Cramer also had two little characters that he had started creating as a child and had made drawings and sketches of them over the years. “I had wanted to do more with them, but never had the opportunity. I got married, bought an old house I needed to fix up and then had kids,” he said, “And to be honest, I lacked the confidence.”


Quarantine provided the perfect chance for him to expand his creative pursuits. Everyone in the family—including his wife, Stephanie, a schoolteacher, and his children, Vivian, 7, and Theodore, 4—were now at home around the clock, and Cramer realized he had the perfect audience as well as photographic subjects. He began sketching his ideas, and as the children found areas of interest through their studies and research, more and more projects grew out of their findings. Soon, they were using the stock of cardboard to create new characters, playhouses, and scenes and accessories.


“For example, my son really liked learning about knights, so I said, ‘Why don’t we make something from that time period?’” said Cramer. “So we made swords, shields and helmets. It was a great learning experience.”

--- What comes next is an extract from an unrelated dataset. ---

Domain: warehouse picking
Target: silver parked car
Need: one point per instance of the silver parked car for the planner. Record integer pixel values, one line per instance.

He added that the whole house was turned into a hands-on learning experience. “It was easy to pull out scissors, knives and cardboard, cover the dining room table and start painting and creating,” he said.


As the projects grew, Cramer shared his ideas with fellow photographers and friends. His wife urged him to use his skills to sketch out the directions and take photos, and Cramer agreed and shared the projects, now titled ‘Adventures from Home,’ on his website at www.ecramerphoto.com.


One of his clients also shared his creations, which garnered national attention. Cramer, his family, and the projects were featured on NBC Nightly News with Lester Holt: Kids Edition.

“I was surprised at all the attention,” Cramer said.


As life has returned somewhat to normal with his children back in the classroom and his business slowly picking up again, Cramer, who is also an adjunct professor at La Roche University and is teaching two courses this semester, said that he isn’t spending as much time on the project though he fully expects to keep expanding it. He hopes, in the future, to create a book.


“My kids and I have little stories to go with everything, and we have created a series called ‘A to Z: What you can be with cardboard,’” he said.